Effectively this means that the controller service will use a DirectoryJobStore to locally manage job definitions, or more commonly, a RemoteJobStore to connect to a jobs service. The jobs service will typically use a DirectoryJobStore for standalone deployments and a RedisJobStore in large Kubernetes deployments.
Job Store Configuration#
You configure the job store for the controller and jobs services by specifying the Python class to use, as a str, and the appropriate settings in a configuration file. Each service has their own settings that must be configured properly.
- DirectoryJobStore
- class nv.svc.farm.services.jobs.facilities.store.directory.DirectoryJobStore#
- Parameters:
new_job_definition_save_location (str) – Local path to the directory to store new job definitions (properly encode or use single-quotes).
job_directories (Tuple([str],)) – Directories that should be scanned and watched for job definitions.
- RemoteJobStore
- class nv.svc.farm.services.jobs.facilities.store.directory.RemoteJobStore#
- Parameters:
jobs_load_endpoint (str) – The full URL of the jobs service’s load endpoint (properly encode or use single-quotes).

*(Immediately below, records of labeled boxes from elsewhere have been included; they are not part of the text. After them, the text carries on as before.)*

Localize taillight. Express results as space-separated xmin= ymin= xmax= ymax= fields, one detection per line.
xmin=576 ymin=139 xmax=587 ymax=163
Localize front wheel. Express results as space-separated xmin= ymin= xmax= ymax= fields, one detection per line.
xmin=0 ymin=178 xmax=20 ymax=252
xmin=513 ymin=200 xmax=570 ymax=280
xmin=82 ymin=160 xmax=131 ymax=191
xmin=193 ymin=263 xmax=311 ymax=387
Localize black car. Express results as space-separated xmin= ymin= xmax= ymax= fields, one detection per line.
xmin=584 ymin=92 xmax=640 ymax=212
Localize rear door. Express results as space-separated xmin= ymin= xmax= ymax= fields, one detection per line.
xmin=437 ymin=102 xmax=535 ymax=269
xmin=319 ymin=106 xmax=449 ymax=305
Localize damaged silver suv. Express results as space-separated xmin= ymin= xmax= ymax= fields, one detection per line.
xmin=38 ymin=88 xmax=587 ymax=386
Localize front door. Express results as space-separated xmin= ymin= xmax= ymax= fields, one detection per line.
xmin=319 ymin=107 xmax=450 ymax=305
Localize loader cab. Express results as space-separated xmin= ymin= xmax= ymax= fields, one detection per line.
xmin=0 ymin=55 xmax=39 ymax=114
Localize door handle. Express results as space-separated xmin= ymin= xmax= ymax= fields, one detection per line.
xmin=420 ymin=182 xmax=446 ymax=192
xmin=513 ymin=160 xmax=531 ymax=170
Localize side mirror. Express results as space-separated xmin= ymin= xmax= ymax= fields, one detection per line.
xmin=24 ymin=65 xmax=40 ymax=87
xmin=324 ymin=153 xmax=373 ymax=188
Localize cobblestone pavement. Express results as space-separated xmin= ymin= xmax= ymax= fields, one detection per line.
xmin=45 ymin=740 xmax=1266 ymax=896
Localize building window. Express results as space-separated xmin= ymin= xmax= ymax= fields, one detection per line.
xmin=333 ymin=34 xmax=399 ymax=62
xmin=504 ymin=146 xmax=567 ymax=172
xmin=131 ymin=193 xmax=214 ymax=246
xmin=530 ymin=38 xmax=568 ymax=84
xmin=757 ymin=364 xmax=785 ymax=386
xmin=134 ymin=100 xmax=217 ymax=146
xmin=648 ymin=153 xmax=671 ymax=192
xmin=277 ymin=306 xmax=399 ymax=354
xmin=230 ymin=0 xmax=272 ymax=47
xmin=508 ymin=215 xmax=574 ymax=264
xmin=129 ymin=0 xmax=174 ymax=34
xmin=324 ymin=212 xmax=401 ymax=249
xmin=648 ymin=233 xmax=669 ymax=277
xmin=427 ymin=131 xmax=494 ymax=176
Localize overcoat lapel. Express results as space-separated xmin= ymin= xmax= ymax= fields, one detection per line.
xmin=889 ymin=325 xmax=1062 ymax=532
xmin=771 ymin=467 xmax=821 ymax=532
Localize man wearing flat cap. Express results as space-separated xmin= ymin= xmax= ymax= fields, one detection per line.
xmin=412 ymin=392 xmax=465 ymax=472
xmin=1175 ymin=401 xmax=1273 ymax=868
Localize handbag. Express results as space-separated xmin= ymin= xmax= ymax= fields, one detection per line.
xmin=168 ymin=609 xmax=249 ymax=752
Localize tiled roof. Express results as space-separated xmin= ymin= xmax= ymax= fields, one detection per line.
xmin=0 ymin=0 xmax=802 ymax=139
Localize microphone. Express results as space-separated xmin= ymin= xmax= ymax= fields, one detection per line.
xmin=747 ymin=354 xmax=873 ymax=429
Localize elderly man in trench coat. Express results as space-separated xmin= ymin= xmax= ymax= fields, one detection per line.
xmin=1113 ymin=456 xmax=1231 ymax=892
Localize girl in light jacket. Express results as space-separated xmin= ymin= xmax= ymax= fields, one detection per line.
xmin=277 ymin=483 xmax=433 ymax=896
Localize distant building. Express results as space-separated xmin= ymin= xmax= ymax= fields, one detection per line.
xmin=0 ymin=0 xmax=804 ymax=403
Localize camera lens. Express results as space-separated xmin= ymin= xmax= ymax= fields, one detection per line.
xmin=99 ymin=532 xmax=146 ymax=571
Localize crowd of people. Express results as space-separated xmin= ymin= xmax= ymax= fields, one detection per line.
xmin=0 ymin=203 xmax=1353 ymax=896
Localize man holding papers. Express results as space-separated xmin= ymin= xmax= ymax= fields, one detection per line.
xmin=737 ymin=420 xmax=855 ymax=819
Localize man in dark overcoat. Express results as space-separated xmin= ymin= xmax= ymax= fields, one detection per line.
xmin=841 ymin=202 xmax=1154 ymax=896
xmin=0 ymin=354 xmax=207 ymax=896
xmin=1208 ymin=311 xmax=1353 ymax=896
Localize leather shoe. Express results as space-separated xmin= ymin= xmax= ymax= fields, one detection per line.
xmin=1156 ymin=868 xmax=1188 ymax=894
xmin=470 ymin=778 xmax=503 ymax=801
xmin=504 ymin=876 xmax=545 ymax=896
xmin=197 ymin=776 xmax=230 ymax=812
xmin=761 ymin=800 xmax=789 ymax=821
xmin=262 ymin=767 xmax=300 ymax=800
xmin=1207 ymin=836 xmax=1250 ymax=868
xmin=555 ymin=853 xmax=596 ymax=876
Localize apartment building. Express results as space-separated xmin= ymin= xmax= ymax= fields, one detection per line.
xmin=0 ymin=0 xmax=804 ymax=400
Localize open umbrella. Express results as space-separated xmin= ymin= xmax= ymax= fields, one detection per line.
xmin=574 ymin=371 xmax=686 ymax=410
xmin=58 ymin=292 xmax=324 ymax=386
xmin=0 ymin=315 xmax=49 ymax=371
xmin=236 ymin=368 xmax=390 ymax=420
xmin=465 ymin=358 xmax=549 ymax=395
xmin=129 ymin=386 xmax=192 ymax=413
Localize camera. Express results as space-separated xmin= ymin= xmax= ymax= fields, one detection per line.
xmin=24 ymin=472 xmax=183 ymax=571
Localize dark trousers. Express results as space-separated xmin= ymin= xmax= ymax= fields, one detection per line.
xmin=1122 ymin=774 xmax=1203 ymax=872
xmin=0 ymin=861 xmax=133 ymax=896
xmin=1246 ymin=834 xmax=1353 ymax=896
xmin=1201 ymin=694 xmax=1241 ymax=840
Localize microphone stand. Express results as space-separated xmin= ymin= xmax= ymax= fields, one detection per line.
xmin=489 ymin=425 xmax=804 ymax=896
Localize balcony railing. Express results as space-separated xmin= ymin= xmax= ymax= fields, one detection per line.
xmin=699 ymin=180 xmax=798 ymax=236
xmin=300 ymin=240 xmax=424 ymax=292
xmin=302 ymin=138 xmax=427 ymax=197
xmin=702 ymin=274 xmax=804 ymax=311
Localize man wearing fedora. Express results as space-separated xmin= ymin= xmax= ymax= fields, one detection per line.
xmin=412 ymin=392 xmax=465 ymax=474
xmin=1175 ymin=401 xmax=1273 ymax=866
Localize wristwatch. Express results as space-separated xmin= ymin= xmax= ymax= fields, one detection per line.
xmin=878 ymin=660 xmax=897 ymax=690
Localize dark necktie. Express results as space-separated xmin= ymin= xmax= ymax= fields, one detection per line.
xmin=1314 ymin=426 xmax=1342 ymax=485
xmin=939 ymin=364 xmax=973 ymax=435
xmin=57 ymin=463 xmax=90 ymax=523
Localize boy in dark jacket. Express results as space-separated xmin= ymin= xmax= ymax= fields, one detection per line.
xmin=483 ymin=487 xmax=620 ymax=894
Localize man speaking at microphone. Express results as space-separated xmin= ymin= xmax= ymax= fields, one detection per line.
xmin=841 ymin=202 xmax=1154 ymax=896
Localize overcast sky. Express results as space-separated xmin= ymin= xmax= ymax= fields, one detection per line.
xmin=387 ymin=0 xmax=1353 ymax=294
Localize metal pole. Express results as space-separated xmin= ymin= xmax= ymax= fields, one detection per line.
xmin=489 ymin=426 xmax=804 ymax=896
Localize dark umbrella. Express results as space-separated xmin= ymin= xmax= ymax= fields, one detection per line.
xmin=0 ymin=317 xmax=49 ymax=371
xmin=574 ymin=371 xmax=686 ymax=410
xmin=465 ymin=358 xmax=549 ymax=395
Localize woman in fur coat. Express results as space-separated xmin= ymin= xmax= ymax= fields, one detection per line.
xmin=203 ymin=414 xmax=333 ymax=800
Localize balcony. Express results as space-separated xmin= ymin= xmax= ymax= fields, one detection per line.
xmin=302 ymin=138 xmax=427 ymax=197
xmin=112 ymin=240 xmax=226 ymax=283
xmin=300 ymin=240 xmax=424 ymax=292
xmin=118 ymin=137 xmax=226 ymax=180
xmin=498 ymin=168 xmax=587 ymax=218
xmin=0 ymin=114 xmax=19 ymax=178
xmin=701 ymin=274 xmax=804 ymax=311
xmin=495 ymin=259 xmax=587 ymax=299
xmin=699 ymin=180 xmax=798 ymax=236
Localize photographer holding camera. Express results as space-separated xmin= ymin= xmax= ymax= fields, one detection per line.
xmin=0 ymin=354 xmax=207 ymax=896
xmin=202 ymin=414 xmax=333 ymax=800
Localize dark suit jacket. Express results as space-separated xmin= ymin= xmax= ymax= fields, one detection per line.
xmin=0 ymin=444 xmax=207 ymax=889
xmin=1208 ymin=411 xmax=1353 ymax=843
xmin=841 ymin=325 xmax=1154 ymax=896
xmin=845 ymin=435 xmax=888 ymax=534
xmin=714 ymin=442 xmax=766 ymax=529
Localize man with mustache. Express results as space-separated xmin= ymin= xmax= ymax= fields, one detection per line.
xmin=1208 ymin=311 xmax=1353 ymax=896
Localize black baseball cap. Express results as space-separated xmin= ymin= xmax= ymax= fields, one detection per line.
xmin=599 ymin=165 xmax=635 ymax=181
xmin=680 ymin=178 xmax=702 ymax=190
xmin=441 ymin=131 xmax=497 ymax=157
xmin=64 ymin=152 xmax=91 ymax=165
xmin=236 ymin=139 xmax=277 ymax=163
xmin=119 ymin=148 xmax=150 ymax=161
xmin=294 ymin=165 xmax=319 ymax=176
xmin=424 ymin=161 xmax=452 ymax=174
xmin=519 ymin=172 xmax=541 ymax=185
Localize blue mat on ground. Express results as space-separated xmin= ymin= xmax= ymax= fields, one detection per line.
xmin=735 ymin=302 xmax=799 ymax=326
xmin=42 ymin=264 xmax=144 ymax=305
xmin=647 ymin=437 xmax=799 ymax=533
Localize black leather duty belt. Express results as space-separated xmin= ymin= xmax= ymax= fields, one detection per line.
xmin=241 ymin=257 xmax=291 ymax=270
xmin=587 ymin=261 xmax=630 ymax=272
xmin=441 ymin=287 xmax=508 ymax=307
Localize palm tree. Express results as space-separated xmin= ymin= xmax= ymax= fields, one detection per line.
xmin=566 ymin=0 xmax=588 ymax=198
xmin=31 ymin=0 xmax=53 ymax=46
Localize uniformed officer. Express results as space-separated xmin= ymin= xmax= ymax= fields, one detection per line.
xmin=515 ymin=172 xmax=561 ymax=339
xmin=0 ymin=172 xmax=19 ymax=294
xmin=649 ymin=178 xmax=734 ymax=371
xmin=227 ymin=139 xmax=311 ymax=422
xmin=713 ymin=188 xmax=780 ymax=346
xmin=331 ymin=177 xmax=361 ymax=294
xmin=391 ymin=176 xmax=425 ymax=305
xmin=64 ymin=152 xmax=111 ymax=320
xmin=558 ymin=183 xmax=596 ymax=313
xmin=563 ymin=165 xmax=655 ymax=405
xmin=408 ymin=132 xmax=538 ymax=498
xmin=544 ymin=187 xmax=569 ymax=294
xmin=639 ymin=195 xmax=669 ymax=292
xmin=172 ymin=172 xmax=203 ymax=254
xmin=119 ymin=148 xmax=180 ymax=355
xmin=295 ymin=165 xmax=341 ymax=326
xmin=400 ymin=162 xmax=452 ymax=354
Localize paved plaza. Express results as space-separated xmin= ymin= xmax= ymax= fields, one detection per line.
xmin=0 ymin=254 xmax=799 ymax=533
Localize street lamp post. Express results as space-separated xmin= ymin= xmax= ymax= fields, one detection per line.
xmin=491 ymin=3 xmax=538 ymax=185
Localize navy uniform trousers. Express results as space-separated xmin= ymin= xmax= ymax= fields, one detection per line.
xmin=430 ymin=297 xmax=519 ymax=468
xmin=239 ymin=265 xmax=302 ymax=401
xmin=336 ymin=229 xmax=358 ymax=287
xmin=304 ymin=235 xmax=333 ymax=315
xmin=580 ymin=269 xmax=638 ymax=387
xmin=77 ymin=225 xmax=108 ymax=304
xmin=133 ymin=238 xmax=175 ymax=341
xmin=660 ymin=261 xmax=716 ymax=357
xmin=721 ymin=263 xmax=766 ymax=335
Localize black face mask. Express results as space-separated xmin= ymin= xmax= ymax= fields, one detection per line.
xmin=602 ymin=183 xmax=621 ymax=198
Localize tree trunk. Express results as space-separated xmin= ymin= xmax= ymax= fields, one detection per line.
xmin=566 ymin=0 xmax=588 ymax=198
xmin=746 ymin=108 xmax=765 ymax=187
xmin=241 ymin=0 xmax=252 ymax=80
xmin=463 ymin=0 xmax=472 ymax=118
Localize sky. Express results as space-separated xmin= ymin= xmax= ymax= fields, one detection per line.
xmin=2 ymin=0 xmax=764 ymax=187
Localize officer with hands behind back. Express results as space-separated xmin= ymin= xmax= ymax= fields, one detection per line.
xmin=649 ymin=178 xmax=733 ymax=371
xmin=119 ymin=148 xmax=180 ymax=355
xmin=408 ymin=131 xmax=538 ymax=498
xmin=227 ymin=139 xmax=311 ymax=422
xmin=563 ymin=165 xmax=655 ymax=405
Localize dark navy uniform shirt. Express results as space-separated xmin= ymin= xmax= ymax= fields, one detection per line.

fetch_interval (int = 30) – The interval, in seconds, to sync with the jobs service.
- RedisJobStore
- class nv.svc.farm.services.jobs.facilities.store.directory.RedisJobStore#
- Parameters:
connection_string (str) – A full connection URL to a Redis server (properly encode or use single-quotes).
Configuring the controller Service#
The controller service’s job store is configured using the job_store_class
and job_store_args
settings.
Defaults to: RemoteJobStore
[settings.nv.svc.farm.controller]
# Configures a RemoteJobStore, which is the default
# This usually isn't required as it is already the default, but shown for completeness
job_store_class = "nv.svc.farm.services.jobs.facilities.store.directory.RemoteJobStore"
# You pass arguments to the Job Store, by setting its arguments
# in the job_store_args parameter, similar to a dict. You only need to
# specify what you want to change.
# This requires the full URL to the Farm Queue's 'jobs/load' endpoint.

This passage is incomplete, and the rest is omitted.